Her father. It smote me suddenly: here was I, kith to those who had killed her kin, yet her father had entrusted me with a fool's quest on which I must guard her life. Did he have any idea what he had asked— or whom? I was a pirate, fate's own changeling. I took what I wanted, and I made no promises.
Certainly not to her, this wayward princess who'd run away from home to commandeer a pirate's ship. My ship, if you please! Guileless babe, so soon out of swaddling-cloths that she'd stick her hand in a dragon's maw to ask for directions! Of course, I'd dare as much for booty, for glory, for a ship to call my own. She did it for love. And I wanted to make sure those pretty hands of hers weren't chopped off, gods help me.

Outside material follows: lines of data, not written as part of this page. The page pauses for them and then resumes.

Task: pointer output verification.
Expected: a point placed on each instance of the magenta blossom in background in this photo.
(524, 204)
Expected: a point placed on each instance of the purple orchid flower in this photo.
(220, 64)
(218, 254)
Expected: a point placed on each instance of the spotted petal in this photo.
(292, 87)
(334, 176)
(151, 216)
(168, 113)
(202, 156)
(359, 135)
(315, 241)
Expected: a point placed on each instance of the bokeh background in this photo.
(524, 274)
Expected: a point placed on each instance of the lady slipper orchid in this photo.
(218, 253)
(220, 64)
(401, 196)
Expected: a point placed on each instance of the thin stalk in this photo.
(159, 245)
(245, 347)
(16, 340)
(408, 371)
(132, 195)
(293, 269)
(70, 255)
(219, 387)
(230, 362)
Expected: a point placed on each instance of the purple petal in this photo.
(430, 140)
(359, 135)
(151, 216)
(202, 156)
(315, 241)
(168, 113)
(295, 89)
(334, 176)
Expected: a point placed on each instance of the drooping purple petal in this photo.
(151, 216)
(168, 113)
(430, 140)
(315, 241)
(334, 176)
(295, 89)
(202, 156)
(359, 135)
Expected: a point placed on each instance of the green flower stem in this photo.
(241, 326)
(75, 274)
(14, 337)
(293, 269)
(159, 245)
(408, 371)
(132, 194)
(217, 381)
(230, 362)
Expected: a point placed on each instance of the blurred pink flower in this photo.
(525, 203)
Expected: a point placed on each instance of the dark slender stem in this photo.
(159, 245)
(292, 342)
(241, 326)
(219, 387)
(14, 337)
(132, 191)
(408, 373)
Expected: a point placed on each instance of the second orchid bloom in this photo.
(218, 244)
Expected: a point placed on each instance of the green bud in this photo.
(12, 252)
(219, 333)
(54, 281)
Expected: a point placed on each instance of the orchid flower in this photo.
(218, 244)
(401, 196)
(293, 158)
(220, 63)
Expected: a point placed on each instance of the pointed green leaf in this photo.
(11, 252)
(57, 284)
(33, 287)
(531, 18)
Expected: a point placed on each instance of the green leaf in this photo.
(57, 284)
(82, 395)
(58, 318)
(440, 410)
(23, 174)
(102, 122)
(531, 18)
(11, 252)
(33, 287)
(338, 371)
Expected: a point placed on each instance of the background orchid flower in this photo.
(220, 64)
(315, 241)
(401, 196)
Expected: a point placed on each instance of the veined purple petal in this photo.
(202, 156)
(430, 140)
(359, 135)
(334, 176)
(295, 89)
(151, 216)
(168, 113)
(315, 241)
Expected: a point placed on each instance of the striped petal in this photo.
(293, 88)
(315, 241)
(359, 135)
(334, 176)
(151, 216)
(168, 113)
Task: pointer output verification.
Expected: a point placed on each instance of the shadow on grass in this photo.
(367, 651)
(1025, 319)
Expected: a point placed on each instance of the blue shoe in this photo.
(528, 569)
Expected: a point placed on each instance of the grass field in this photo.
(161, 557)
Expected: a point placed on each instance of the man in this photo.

"Lenna," I said, ignoring the old nun's ghost chortling in my ear.
"Captain." She bowed her head, words falling soft and quiet without an echo in that breathless hall. "There should be a warp panel on the far side of the chamber that will return us to the ground floor. Come. I believe the Captain's filled his pockets enough that we need not retrace our steps, yes? Follow me."